Back to the future
On Halloween the spectre of an economic downturn is providing thrills and chills. But for those who get into commodities at the right time, historic trends predict profits
I often dreamt of time travel as a young man.
The openings to make money seemed endless, but of course too fantastic. Until this week.
A tiny window of opportunity appeared when oil companies announced record profits on the back of the summer boom in fuel prices.
Economic downturn may be biting. But oil demand will return before the decade is out, and so will the substantial gains to those investors who buy in at the right time.
BP announced underlying post-tax profits of $8.9bn (£5.6bn) for the third quarter on Tuesday, almost $2bn ahead of predictions.
Shell and Exxon Mobil followed BP by revealing record quarterly profits.
Royal Dutch Shell posted a 71% rise in profits, with earnings of $10.9bn (£6.6bn) for the third quarter of 2008, up from $6.4bn the previous year.
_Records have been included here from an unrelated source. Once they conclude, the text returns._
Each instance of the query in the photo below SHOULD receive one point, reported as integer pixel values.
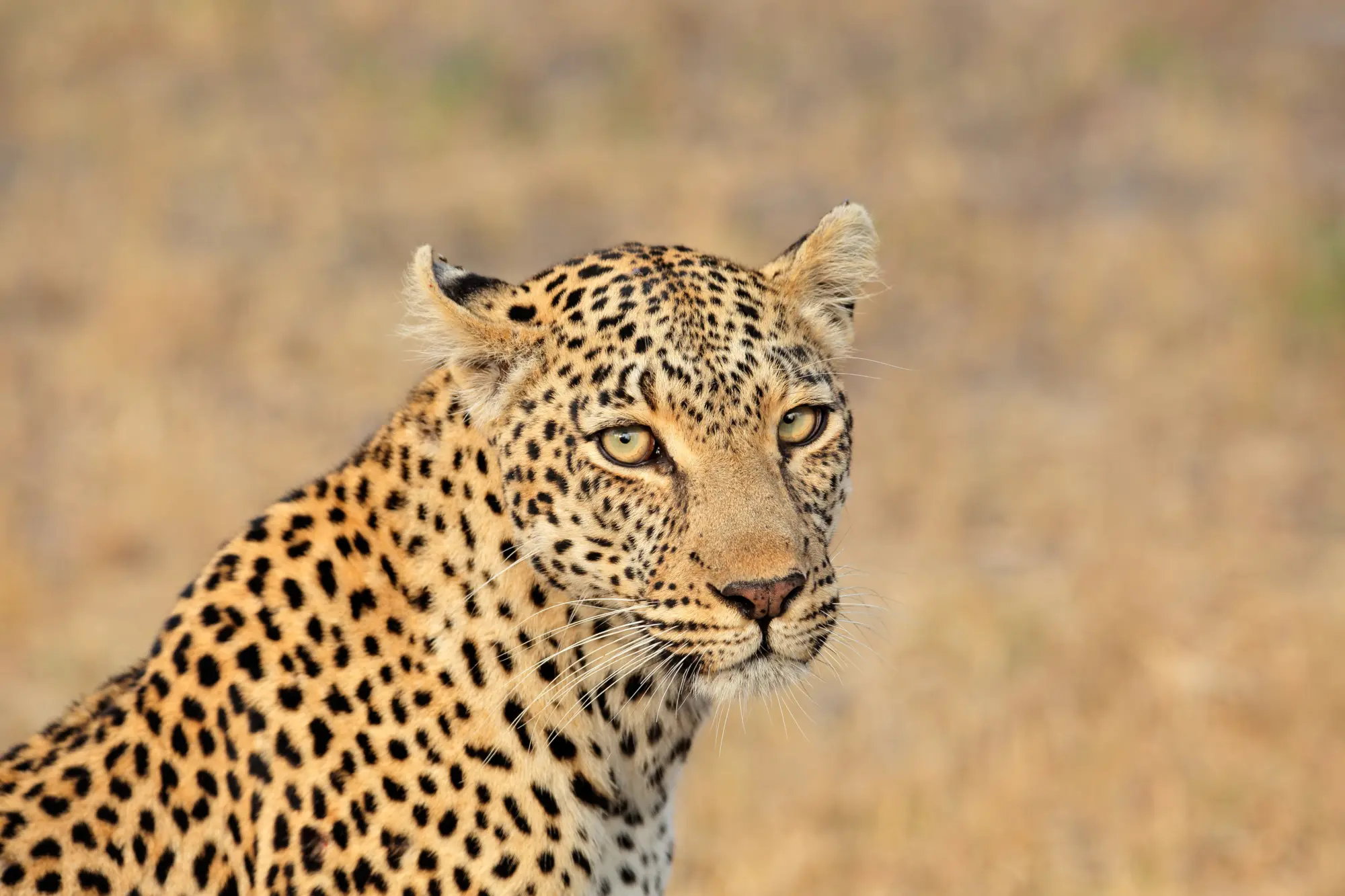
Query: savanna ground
(1104, 512)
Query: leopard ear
(825, 271)
(461, 323)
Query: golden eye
(801, 425)
(629, 446)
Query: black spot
(165, 865)
(584, 790)
(54, 806)
(208, 670)
(249, 658)
(328, 577)
(506, 866)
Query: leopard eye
(629, 446)
(801, 425)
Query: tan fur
(474, 657)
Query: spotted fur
(474, 657)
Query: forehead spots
(668, 327)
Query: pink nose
(763, 599)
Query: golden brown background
(1104, 512)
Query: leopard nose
(761, 599)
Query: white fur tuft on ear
(449, 313)
(827, 271)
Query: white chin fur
(757, 678)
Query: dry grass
(1105, 513)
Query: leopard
(474, 657)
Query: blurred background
(1102, 514)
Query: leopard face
(675, 439)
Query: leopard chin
(759, 676)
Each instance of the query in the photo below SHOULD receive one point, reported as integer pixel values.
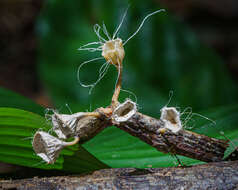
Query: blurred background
(191, 49)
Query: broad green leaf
(17, 128)
(232, 147)
(164, 56)
(118, 149)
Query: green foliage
(232, 147)
(16, 131)
(164, 56)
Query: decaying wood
(184, 142)
(219, 175)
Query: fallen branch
(165, 134)
(220, 175)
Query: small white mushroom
(65, 125)
(171, 118)
(49, 147)
(124, 111)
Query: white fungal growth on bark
(49, 147)
(64, 125)
(124, 111)
(171, 118)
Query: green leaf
(17, 128)
(165, 55)
(118, 149)
(231, 148)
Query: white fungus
(65, 125)
(171, 118)
(124, 111)
(47, 147)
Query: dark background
(214, 23)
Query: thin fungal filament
(113, 51)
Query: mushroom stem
(75, 141)
(117, 90)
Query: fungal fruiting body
(171, 118)
(47, 146)
(113, 51)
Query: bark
(220, 175)
(184, 142)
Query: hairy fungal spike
(105, 31)
(119, 26)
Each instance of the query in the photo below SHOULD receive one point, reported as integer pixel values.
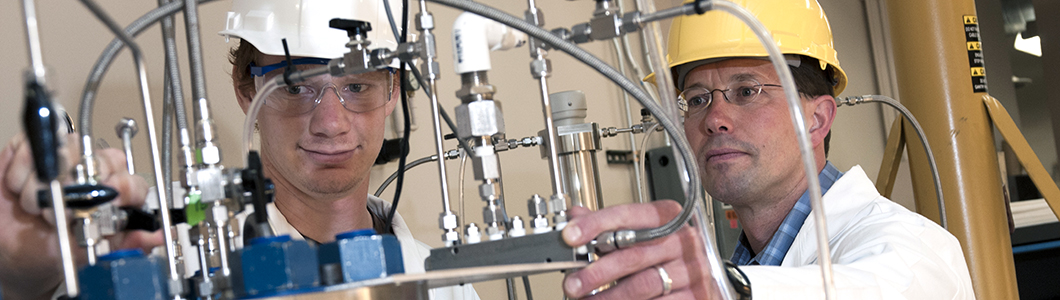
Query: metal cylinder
(582, 180)
(934, 46)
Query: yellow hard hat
(798, 27)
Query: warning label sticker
(974, 47)
(979, 71)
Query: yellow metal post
(891, 159)
(941, 80)
(1023, 152)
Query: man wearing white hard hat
(320, 138)
(318, 141)
(739, 126)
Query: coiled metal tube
(920, 134)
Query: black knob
(41, 121)
(351, 27)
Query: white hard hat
(304, 24)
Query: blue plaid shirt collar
(774, 252)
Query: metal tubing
(920, 135)
(637, 176)
(553, 159)
(201, 108)
(95, 75)
(1023, 152)
(891, 159)
(69, 270)
(542, 74)
(631, 87)
(436, 121)
(163, 207)
(33, 40)
(931, 59)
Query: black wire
(403, 77)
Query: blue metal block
(277, 264)
(364, 254)
(125, 275)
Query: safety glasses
(357, 93)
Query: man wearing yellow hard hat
(737, 122)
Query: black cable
(426, 89)
(419, 78)
(403, 77)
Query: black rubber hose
(628, 85)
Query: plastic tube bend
(475, 36)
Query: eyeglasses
(357, 93)
(696, 100)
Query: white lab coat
(413, 252)
(880, 250)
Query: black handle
(261, 188)
(41, 122)
(82, 196)
(351, 27)
(139, 219)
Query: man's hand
(636, 268)
(30, 265)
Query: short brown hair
(812, 82)
(241, 57)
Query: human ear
(824, 115)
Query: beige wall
(72, 40)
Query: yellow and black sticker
(974, 47)
(978, 71)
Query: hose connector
(608, 242)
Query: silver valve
(474, 235)
(126, 128)
(539, 208)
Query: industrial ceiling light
(1030, 46)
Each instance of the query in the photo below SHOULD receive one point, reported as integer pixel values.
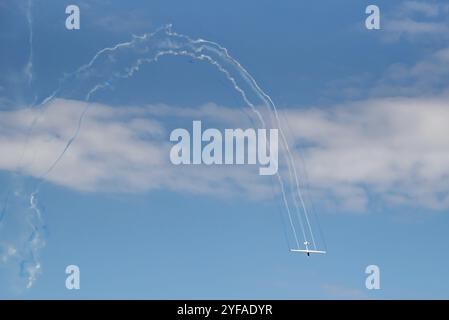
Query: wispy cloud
(118, 149)
(396, 149)
(415, 20)
(340, 292)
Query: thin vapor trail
(176, 44)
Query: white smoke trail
(165, 42)
(101, 72)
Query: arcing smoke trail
(102, 72)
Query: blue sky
(365, 108)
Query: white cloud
(119, 149)
(394, 148)
(414, 20)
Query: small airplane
(307, 250)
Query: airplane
(307, 250)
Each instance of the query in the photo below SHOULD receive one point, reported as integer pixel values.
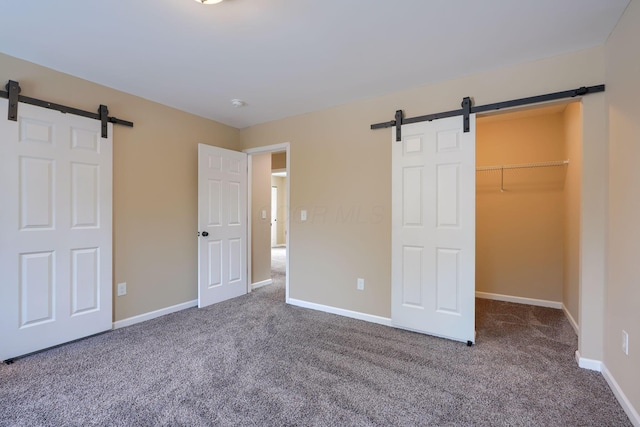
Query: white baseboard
(632, 413)
(257, 285)
(341, 312)
(571, 320)
(153, 314)
(519, 300)
(590, 364)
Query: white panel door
(433, 229)
(55, 229)
(222, 222)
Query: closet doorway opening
(528, 207)
(269, 219)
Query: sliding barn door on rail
(55, 229)
(433, 229)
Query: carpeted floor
(254, 361)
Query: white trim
(268, 149)
(571, 320)
(519, 300)
(153, 314)
(632, 413)
(341, 312)
(275, 148)
(257, 285)
(590, 364)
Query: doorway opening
(528, 207)
(269, 219)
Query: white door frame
(275, 148)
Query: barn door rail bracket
(468, 108)
(14, 97)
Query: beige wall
(623, 279)
(281, 211)
(572, 191)
(260, 227)
(519, 232)
(154, 184)
(348, 234)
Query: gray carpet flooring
(254, 361)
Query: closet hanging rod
(524, 165)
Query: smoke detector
(238, 103)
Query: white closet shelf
(523, 165)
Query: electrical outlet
(122, 289)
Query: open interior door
(222, 222)
(433, 229)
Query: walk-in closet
(528, 206)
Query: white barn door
(55, 229)
(433, 229)
(222, 222)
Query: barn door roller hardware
(468, 108)
(13, 95)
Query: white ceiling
(287, 57)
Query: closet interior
(528, 184)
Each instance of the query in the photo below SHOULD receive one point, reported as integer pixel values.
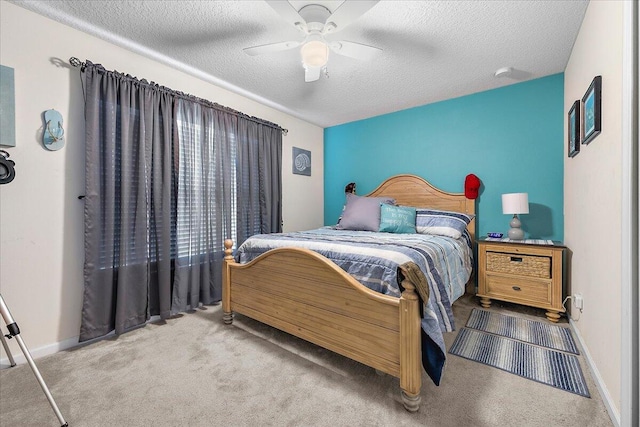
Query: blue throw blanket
(374, 259)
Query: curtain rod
(75, 62)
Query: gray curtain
(168, 177)
(206, 186)
(229, 186)
(259, 191)
(127, 202)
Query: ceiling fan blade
(355, 50)
(289, 13)
(347, 12)
(271, 48)
(311, 74)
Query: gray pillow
(362, 213)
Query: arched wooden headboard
(411, 190)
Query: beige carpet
(196, 371)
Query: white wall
(41, 219)
(592, 195)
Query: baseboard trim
(602, 388)
(49, 349)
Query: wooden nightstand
(521, 273)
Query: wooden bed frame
(307, 295)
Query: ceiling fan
(315, 21)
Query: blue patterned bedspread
(373, 259)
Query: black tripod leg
(7, 350)
(14, 331)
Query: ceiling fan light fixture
(315, 53)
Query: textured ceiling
(432, 50)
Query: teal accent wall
(512, 138)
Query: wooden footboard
(305, 294)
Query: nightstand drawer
(522, 265)
(519, 290)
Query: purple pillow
(362, 213)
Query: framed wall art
(301, 161)
(573, 126)
(592, 110)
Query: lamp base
(515, 232)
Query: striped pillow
(442, 223)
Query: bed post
(410, 351)
(227, 316)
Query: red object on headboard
(471, 186)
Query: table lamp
(515, 203)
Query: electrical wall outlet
(578, 302)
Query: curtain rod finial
(75, 62)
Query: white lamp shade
(515, 203)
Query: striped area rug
(555, 368)
(531, 331)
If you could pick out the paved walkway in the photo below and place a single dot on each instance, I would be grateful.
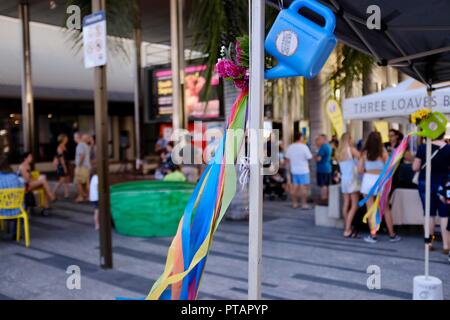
(301, 261)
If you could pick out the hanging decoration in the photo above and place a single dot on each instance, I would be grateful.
(431, 125)
(213, 194)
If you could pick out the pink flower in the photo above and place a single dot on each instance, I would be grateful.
(228, 69)
(238, 52)
(241, 84)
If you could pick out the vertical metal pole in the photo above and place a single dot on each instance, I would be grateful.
(177, 51)
(101, 129)
(137, 94)
(28, 121)
(427, 207)
(256, 123)
(184, 113)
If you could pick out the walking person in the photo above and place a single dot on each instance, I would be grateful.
(93, 198)
(62, 165)
(82, 168)
(348, 157)
(323, 166)
(374, 157)
(395, 138)
(297, 157)
(439, 173)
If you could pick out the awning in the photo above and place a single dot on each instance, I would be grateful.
(414, 35)
(399, 101)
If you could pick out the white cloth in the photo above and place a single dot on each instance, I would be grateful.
(93, 189)
(298, 155)
(369, 180)
(406, 207)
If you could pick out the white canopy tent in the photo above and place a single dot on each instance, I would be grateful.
(399, 101)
Exxon Mobil, the world's largest oil company, smashed its own record for the highest quarterly income from a US firm, by returning a profit of $14.83bn.
But it’s not all about oil price.
Exxon's previous quarter yielded profits of $11.6bn, which was it self a US record.
That was partly thanks to the Texas-based company's upstream exploration and production, which benefited from a 48 per cent growth in earnings to $9.35bn, despite an 8 per cent fall in output.
Exploration opportunities for the major industry players could be a key to further growth in an environment where credit remains in short supply, particularly to the smaller players.
The market place is ripe for cash-rich bargain hunters looking to invest in abandoned investigative ventures and rigs.
The profits/losses relationship remains tied to the market value. The summer price-boom saw oil hit the high of $147 a barrel in July, but it has since fallen by 50 per cent, a remarkable turnaround, even in these remarkable times.
Prices fell again on Thursday, along with other commodities (gold fell 2.2 per cent to $738 a troy ounce, copper by 7.9 per cent to $4,210 a tonne, aluminium by 3.5 per cent to $2,060 a tonne, and nickel plummeted 11 per cent to $11,750.)
The markets continued to struggle amid further indications that the global economy is falling toward recession, particularly in the US.
Nymex December West Texas Intermediate fell $3 to $64.50 a barrel, while ICE December Brent lost $3.02 to $62.45 a barrel after hitting a high of $68.35.
The International Grains Council reported world export prices for wheat fell to their lowest levels since early 2007 during October.
Global downturn has impacted on demand causing the rapid decline in oil, but for those who believe the good times will eventually return (who realistically does not?) this week’s profits offer something to hang on to: an insight of what’s to come.
The continued scale of oil company profits will inevitably bring pressure for prices to be reduced at the pump, but with oil now trading at $70 a barrel, the pressure will not be maintained. Calls for companies to be subjected to a windfall tax will certainly be dropped by the time the next quarterly figures are announced. Those figures might make grim reading, but do not lose hope.
It’s back to the future for the wise investor.